You can use macro to write a generic wrapper:
#define wrapper(f) \
( [] (auto&&... args) -> decltype(auto) { \
return f(std::forward<decltype(args)>(args)...); \
} )
Then call it by:
std::cout << mc.getParam("p2_double", wrapper(std::stod)) << "\n";
An alternative and, IMO, better design is to store values as std/boost::variant<bool, long, double, std::string> and convert it to/from string during I/O. This also detects config file errors early on load, rather than on first value access which could happen much later and crash your application in front of the user.
Requiring the user of this API to always pass a conversion function is cumbersome. You can use boost::lexical_cast for converting strings to T:
#include <string>
#include <iostream>
#include <unordered_map>
#include <boost/lexical_cast.hpp>
struct ConvertProxy {
std::string const* value_;
template<class T>
T as() const {
return boost::lexical_cast<T>(*value_);
}
template<class T>
operator T() const {
return this->as<T>();
}
};
class ModelConfig {
std::unordered_map<std::string, std::string> m_params;
public:
void addParam(std::string pname, std::string pvalue) {
m_params[pname] = pvalue;
}
ConvertProxy getParam(std::string pname) const {
return {&m_params.at(pname)};
}
};
int main() {
ModelConfig mc;
mc.addParam("p1_float", "123.4");
mc.addParam("p2_double", "56.7");
mc.addParam("p3_bool", "true");
mc.addParam("p4_int", "-321");
// Example syntax.
double d1 = mc.getParam("p2_double");
auto d2 = mc.getParam("p2_double").as<double>();
auto d3 = static_cast<double>(mc.getParam("p2_double"));
std::cout << mc.getParam("p2_double").as<double>() << "\n";
std::cout << static_cast<double>(mc.getParam("p2_double")) << "\n";
}
The interface of boost::lexical_cast enables an easy solution here. If you cannot use boost::lexical_cast you should probably code up your own with a similar interface.
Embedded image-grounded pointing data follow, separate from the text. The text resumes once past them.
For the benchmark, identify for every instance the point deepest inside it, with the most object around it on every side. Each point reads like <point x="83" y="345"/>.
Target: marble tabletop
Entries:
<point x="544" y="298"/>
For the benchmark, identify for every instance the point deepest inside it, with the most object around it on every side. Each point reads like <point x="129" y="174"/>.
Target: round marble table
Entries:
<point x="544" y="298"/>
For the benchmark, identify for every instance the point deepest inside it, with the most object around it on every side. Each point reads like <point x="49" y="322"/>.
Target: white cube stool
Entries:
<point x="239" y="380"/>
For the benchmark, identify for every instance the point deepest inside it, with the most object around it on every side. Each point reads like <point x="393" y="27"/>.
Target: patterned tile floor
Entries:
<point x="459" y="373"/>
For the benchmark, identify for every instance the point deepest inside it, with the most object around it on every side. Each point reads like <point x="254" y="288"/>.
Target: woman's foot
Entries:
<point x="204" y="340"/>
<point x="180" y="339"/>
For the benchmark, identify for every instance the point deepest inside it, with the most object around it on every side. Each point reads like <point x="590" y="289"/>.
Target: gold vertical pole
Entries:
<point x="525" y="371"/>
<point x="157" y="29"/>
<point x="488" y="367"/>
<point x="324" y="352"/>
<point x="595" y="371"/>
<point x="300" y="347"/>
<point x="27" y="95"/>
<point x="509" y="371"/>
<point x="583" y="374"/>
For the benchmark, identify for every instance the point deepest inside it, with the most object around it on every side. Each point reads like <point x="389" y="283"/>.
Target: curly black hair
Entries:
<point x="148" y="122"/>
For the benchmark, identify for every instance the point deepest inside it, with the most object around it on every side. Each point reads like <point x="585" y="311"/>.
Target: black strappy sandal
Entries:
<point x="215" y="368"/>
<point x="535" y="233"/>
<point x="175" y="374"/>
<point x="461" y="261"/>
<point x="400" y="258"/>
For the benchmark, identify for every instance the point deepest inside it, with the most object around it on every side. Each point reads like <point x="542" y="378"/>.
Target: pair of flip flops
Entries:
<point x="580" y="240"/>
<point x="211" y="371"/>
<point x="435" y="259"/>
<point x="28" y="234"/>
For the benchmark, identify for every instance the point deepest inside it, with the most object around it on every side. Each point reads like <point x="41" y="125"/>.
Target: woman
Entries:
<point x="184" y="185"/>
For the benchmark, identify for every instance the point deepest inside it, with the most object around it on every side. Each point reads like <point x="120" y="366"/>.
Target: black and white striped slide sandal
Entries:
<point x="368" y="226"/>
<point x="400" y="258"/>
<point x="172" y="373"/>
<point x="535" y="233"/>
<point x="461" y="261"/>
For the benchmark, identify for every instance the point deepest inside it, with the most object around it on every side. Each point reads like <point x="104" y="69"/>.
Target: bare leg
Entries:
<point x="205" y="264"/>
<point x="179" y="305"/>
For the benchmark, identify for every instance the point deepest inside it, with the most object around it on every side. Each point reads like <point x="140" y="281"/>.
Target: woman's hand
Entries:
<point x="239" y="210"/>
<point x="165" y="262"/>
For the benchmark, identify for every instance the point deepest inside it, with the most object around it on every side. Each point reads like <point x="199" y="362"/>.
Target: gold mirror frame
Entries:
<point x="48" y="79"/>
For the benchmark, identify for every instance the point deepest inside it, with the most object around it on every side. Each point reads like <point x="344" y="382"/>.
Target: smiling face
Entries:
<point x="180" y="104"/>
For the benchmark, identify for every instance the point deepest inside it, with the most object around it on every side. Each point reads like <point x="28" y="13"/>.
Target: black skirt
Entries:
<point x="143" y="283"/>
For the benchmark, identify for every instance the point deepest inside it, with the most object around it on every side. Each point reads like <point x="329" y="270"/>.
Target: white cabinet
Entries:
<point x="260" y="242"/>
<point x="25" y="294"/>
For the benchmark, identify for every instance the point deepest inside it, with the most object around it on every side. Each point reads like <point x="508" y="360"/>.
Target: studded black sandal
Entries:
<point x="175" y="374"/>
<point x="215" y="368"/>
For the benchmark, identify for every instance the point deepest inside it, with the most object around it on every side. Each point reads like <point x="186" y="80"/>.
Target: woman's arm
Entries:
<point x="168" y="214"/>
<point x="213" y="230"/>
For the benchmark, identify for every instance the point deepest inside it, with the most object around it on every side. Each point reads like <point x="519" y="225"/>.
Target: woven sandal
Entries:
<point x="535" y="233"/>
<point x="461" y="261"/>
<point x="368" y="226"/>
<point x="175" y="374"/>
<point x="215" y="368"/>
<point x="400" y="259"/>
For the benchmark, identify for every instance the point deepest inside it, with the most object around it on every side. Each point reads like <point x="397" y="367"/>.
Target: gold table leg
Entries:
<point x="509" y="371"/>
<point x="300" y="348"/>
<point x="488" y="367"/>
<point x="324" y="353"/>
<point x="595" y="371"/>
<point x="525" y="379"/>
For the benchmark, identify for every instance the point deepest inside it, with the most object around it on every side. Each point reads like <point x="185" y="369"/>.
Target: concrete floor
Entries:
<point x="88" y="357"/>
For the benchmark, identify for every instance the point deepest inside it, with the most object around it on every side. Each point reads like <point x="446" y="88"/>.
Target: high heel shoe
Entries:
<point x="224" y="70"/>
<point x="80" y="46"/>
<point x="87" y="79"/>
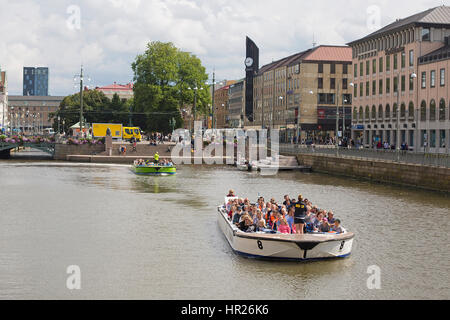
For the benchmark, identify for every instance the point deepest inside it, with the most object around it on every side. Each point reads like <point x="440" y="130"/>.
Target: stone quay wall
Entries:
<point x="420" y="176"/>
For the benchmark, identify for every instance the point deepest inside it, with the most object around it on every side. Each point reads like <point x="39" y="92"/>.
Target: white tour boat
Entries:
<point x="280" y="246"/>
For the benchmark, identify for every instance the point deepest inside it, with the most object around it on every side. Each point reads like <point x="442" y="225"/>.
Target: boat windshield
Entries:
<point x="148" y="163"/>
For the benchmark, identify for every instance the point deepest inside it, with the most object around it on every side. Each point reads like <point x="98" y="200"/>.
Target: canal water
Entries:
<point x="137" y="237"/>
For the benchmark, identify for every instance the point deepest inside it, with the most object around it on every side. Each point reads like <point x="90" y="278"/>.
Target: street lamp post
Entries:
<point x="195" y="100"/>
<point x="81" y="77"/>
<point x="337" y="121"/>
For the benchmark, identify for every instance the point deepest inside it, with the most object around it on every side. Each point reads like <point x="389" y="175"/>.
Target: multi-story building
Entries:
<point x="35" y="81"/>
<point x="3" y="101"/>
<point x="124" y="91"/>
<point x="221" y="104"/>
<point x="31" y="114"/>
<point x="300" y="94"/>
<point x="400" y="76"/>
<point x="236" y="105"/>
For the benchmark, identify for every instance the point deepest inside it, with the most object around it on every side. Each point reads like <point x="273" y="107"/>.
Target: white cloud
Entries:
<point x="113" y="32"/>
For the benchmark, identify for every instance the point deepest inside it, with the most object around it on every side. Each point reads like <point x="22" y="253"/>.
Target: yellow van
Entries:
<point x="129" y="132"/>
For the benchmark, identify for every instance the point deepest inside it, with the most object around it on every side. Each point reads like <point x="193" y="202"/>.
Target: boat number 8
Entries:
<point x="260" y="244"/>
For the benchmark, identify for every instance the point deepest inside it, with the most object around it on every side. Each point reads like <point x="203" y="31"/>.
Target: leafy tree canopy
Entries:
<point x="165" y="78"/>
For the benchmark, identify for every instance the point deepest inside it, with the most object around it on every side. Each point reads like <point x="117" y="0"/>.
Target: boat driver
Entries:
<point x="299" y="214"/>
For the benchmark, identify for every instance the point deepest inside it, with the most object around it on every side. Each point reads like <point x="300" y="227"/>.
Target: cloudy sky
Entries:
<point x="106" y="35"/>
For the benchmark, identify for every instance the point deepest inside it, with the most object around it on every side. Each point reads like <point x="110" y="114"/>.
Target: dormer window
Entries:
<point x="425" y="34"/>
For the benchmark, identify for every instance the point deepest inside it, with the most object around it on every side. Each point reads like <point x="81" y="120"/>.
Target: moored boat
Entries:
<point x="154" y="169"/>
<point x="279" y="246"/>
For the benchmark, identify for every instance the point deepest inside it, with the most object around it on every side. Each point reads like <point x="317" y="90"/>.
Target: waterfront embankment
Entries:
<point x="405" y="174"/>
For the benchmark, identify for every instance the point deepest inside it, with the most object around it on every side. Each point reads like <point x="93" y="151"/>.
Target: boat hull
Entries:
<point x="285" y="246"/>
<point x="154" y="170"/>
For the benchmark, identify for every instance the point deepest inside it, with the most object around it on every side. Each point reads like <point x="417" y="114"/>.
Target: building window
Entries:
<point x="402" y="111"/>
<point x="442" y="138"/>
<point x="411" y="111"/>
<point x="432" y="110"/>
<point x="423" y="110"/>
<point x="320" y="83"/>
<point x="344" y="84"/>
<point x="442" y="110"/>
<point x="425" y="34"/>
<point x="432" y="138"/>
<point x="320" y="68"/>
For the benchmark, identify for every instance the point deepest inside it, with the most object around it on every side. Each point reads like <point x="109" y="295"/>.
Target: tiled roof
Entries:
<point x="283" y="62"/>
<point x="320" y="53"/>
<point x="442" y="53"/>
<point x="330" y="53"/>
<point x="437" y="15"/>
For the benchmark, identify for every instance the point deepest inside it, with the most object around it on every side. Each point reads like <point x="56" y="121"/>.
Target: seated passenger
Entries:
<point x="330" y="218"/>
<point x="246" y="224"/>
<point x="284" y="227"/>
<point x="337" y="226"/>
<point x="261" y="225"/>
<point x="237" y="216"/>
<point x="324" y="227"/>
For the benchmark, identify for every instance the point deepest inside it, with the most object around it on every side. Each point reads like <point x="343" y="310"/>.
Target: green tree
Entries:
<point x="163" y="76"/>
<point x="97" y="108"/>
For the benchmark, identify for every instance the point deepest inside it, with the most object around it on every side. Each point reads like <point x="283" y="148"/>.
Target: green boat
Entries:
<point x="154" y="169"/>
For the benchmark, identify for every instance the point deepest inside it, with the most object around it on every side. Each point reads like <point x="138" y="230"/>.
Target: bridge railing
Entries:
<point x="421" y="158"/>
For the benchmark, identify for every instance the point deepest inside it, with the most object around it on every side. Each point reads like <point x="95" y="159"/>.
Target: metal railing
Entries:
<point x="420" y="158"/>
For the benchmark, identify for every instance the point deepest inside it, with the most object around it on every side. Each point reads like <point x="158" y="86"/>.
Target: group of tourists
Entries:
<point x="156" y="161"/>
<point x="292" y="216"/>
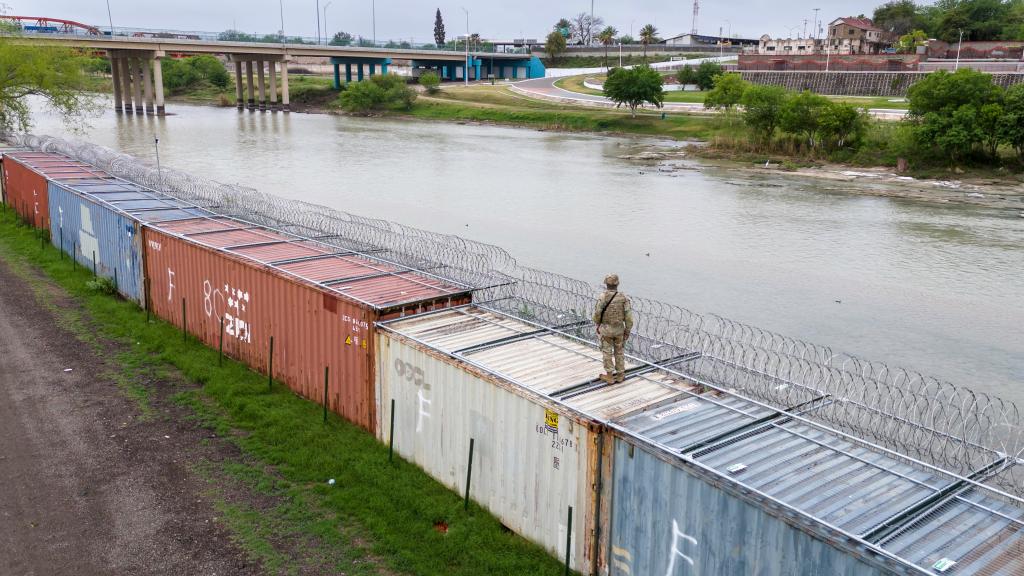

You can do this with no third party lib and without using preprocessor directives if you need:
by explicitely casting your standard functions pointers. Standard functions are overloaded for string and wstring so the compiler needs our help to determine which one to apply
and by slightly changing your functor's signature to adapt it to the signature of these standard functions as they have a second parameter.
These changes would be slight actually:
In ModelConfig:
class ModelConfig
{
[...]
// Adapted the functor's signature to comply to standard functions' signatures:
template <class F, typename... Args, class T = typename std::result_of<F && (const std::string&, size_t *)>::type>
T getParam(std::string pname, F&& pconv_functor) const
{
return pconv_functor(m_params.at(pname), 0);
}
[...]
};
In main():
int main(void)
{
[...]
// Adapted the functor to standard functions' signature
auto functord = [](const std::string& s, size_t * pos) {
return std::stod(s, pos);
};
// Unchanged, no need
std::cout << mc.getParam("p2_double", functord) << "\n"; // Still OK.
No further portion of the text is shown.